Code Enforcement Remedies
There is a general enforcement policy, through which "Uniform Civil Violation Notices" (UCVN’s or Tickets) are employed for lower priority cases with a lesser potential for environmental impact.
The policy also establishes criteria for managing the high priority, complex cases via the existing civil, criminal, and consent agreement mechanisms, keeping in mind that each case has it’s unique circumstances which will determine the appropriate handling method.
The enforcement remedies that are available to obtain compliance, vary depending on the nature of the violation, the types of evidence obtained in documenting the violation, and the severity of the health and/or environmental threat posed by the violation and the intent to commit the violation.
The following remedies or combination of remedies are available to obtain compliance:
- Verbal directive to correct violation.
Written "field notice," "warning notice," "order to cease and desist" or "notice to correct".
Formal Notice of Violation (NOV) which requires specified corrective actions to be undertaken.
Final Notice Prior to Court Action, the final administrative action prior to referral for formal action in the appropriate court of jurisdiction. Consent Agreement, a written agreement [under Section 24-7(15)(c) of Chapter 24 of the Miami-Dade County Code] between the department and the responsible party which, as a lawful order of the Director of the department, provides written assurance of voluntary compliance with Chapter 24, Miami-Dade County Environmental Protection Ordinance.
Formalized enforcement actions
- Uniform Civil Violation Notice (UCVN or Ticket), which requires correction of the violation and mandatory payment of civil penalty as specified in Chapter 8CC of the Miami-Dade County Code. Appeals by the violator(s) may be made before a Hearing Officer.
Criminal Complaint, filed by the Office of the State Attorney for which a judge may impose penalties equivalent to second degree misdemeanors (up to $500 and up to 60 days in jail). Certain violations which are more serious may result in felony charges being filed by the Office of the State Attorney.

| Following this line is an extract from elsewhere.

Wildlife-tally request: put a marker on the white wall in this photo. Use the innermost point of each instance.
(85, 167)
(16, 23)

Civil Complaint, filed by the Office of the Miami-Dade County Attorney, is typically a lawsuit in the form of a request for injunctive relief whereby the court can order compliance with Chapter 24, prohibit violations, establish liability, and impose a civil penalty of up to $25,000 per day per offense. This course of action is most frequently taken in complex cases involving the performance of substantial corrective measures, such as hazardous waste site cleanup, the cessation of major air pollution discharges and the large-scale destruction of natural ecosystems (i.e. major mangrove cutting, wetlands destruction, dredging in Biscayne Bay, etc.).